The main configurations of my kernel are as follows:
CONFIG_CC_OPTIMIZE_FOR_PERFORMANCE is enabled.
(This config uses the compilation parameter -O2.)
CONFIG_RELOCATABLE is disabled.
(This config uses the compilation option -fpic.)
You can use the following kernel module testcase
to reproduce this problem on the ARM32 platform.
```
#include <linux/module.h>
#include <linux/sched.h>
static volatile size_t unconst = 0;
/*
check_object_size
__check_object_size
check_kernel_text_object
usercopy_abort("kernel text", ...)
*/
void test_usercopy_kernel(void)
{
check_object_size(schedule, unconst + PAGE_SIZE, 1);
}
static int __init test_usercopy_init(void)
{
test_usercopy_kernel();
return 0;
}
static void __exit test_usercopy_exit(void)
{
}
module_init(test_usercopy_init);
module_exit(test_usercopy_exit);
MODULE_LICENSE("GPL");
```
>
>> For the usercopy_abort function, whether '__noreturn' is added
>> does not affect the internal behavior of the usercopy_abort function.
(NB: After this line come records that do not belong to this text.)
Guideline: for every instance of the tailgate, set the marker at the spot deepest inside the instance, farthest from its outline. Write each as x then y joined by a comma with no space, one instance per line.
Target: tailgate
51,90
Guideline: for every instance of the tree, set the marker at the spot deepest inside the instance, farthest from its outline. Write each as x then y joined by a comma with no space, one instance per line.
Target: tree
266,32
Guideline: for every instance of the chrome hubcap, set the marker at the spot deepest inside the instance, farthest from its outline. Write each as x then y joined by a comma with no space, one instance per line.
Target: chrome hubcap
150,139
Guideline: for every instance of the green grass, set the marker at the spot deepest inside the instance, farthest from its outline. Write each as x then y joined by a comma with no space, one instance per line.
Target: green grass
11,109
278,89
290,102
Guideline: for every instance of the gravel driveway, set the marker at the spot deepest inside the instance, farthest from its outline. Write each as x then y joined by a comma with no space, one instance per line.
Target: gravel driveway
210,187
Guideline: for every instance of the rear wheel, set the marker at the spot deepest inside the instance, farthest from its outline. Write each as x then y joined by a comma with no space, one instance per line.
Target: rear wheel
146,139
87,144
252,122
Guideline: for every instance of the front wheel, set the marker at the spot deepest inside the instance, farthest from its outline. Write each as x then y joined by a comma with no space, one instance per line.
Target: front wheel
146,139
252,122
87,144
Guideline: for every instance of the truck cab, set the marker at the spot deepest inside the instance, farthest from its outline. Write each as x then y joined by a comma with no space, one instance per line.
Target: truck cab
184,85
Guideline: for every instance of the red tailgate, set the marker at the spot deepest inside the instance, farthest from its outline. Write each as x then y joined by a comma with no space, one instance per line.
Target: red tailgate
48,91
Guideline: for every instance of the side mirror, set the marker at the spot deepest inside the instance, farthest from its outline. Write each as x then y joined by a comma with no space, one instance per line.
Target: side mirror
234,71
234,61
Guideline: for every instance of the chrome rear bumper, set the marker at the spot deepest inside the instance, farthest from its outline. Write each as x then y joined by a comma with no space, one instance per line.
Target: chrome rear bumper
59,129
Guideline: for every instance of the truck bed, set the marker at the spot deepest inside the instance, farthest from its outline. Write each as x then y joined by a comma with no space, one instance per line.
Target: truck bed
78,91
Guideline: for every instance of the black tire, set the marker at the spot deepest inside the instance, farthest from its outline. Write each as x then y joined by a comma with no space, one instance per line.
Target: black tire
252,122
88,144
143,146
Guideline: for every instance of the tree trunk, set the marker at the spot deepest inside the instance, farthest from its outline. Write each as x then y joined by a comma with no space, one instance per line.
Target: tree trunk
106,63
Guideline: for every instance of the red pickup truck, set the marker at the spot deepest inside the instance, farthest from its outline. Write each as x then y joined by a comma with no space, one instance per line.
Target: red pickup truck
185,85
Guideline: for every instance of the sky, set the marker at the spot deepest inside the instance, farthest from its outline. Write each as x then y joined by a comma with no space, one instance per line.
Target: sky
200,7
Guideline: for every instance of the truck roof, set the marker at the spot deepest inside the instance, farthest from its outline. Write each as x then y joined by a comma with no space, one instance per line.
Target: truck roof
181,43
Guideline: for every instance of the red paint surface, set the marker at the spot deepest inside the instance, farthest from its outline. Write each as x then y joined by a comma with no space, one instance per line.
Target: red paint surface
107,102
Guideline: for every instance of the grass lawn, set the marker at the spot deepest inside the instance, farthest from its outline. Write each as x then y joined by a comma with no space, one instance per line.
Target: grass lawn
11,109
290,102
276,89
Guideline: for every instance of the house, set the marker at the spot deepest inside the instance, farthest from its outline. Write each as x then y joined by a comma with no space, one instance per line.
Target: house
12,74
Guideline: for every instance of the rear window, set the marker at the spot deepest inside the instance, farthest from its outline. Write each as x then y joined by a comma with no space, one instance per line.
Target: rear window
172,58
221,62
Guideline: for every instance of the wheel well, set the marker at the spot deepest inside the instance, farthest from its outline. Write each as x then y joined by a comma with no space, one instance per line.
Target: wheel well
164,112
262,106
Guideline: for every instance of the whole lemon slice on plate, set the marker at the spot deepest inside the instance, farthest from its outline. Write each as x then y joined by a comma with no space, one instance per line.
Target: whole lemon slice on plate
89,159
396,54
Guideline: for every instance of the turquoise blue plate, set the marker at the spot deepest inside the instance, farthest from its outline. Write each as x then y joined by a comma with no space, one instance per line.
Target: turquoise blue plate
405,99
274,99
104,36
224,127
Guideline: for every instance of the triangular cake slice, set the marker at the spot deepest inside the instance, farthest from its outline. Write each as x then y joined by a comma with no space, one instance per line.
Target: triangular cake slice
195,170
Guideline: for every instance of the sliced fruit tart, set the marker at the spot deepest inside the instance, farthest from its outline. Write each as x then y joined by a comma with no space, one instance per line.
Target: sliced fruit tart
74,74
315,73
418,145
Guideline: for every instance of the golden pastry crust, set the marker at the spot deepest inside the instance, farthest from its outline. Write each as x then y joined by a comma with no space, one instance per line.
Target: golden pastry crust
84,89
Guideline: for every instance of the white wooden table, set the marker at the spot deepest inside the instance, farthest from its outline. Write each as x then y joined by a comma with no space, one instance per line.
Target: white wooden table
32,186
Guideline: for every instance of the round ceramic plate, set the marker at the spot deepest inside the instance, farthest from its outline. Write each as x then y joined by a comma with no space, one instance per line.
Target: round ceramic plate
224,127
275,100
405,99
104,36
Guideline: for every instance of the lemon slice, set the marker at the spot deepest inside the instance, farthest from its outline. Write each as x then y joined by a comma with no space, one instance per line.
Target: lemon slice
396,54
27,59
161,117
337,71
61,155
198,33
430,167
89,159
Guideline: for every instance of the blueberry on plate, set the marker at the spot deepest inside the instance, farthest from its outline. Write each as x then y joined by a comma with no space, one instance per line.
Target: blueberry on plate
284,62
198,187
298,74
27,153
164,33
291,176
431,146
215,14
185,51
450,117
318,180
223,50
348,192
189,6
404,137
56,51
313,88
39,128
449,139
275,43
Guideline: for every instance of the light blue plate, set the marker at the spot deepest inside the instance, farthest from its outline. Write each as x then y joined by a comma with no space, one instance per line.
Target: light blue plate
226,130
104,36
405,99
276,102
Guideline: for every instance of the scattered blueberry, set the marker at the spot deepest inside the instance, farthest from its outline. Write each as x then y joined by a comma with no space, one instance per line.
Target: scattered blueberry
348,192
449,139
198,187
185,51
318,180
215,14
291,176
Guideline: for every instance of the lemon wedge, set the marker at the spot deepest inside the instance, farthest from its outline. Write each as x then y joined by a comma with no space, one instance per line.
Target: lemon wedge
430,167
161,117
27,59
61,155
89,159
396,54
>> Therefore, it is recommended that '__noreturn' be deleted
>> so that backtrace can work properly.
>
> This isn't acceptable. Removing __noreturn this will break
> objtool's processing of execution flow for livepatching, IBT, and
> KCFI instrumentation. These all depend on an accurate control flow
> descriptions, and usercopy_abort is correctly marked __noreturn.
>
Thank you for providing this information.
I'll go back to further understand how __noreturn is used
in features such as KCFI and livepatching.